President-elect Trump’s contact with foreign leaders is not alarming the State Department, despite his potential use of non-secure phone lines to conduct the calls.
“We don’t have visibility into the method of transmission here in terms of how the calls are being set up and facilitated,” said State Department spokesman John Kirby.
“It is possible and it’s fairly routine — not in every case, but in many cases — for the phone calls, even, that we have with our counterparts are sometimes done over unclassified telephone systems. Not every one, but I would say a majority of them are done that way.”
Non-secure conversations between U.S. officials and foreign leaders were a flashpoint during the presidential campaign, in light of Hillary Clinton’s use of a private email server during her tenure as secretary of state.

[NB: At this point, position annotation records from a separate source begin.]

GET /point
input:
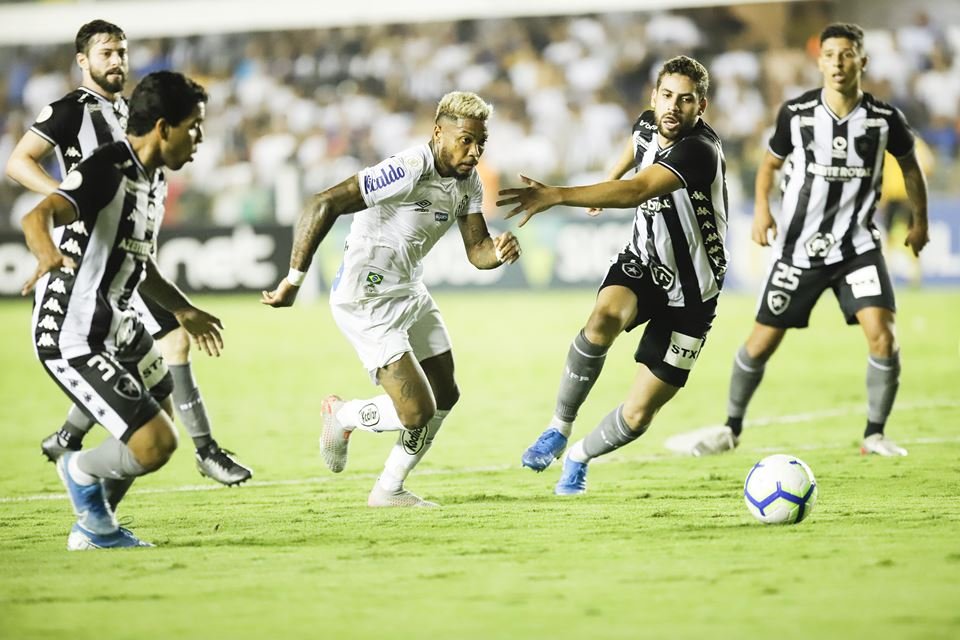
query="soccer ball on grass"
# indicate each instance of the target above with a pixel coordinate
(780, 489)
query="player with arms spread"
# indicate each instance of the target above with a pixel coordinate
(403, 206)
(825, 237)
(73, 126)
(107, 212)
(669, 274)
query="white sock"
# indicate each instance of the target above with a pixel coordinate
(576, 452)
(566, 428)
(408, 451)
(376, 414)
(79, 475)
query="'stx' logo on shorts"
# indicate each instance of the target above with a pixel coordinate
(777, 302)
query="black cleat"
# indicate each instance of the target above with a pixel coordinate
(220, 465)
(59, 443)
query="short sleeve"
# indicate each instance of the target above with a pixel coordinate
(693, 159)
(781, 143)
(392, 179)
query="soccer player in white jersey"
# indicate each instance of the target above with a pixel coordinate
(403, 206)
(107, 212)
(824, 236)
(73, 126)
(669, 274)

Initially, Clinton defended the practice by maintaining that she never put classified information on the server. That claim was proven incorrect in the midst of the Democratic presidential primaries, in part due to the presence of information about conversations with foreign leaders.
“It’s born classified,” J. William Leonard, a former director of the U.S. government’s Information Security Oversight Office, told Reuters. “If a foreign minister just told the secretary of state something in confidence, by U.S. rules that is classified at the moment it’s in U.S. channels and U.S. possession.”
But Kirby avoided criticizing Trump’s team. “I would have to assume that the transition team understands the limits of unclassified discussions, but that’s really for them to speak to,” he said. “It depends on what’s being conveyed over an unclassified network. I mean, it’s hard for me to say is it a problem or not when we don’t have visibility into what’s being discussed.”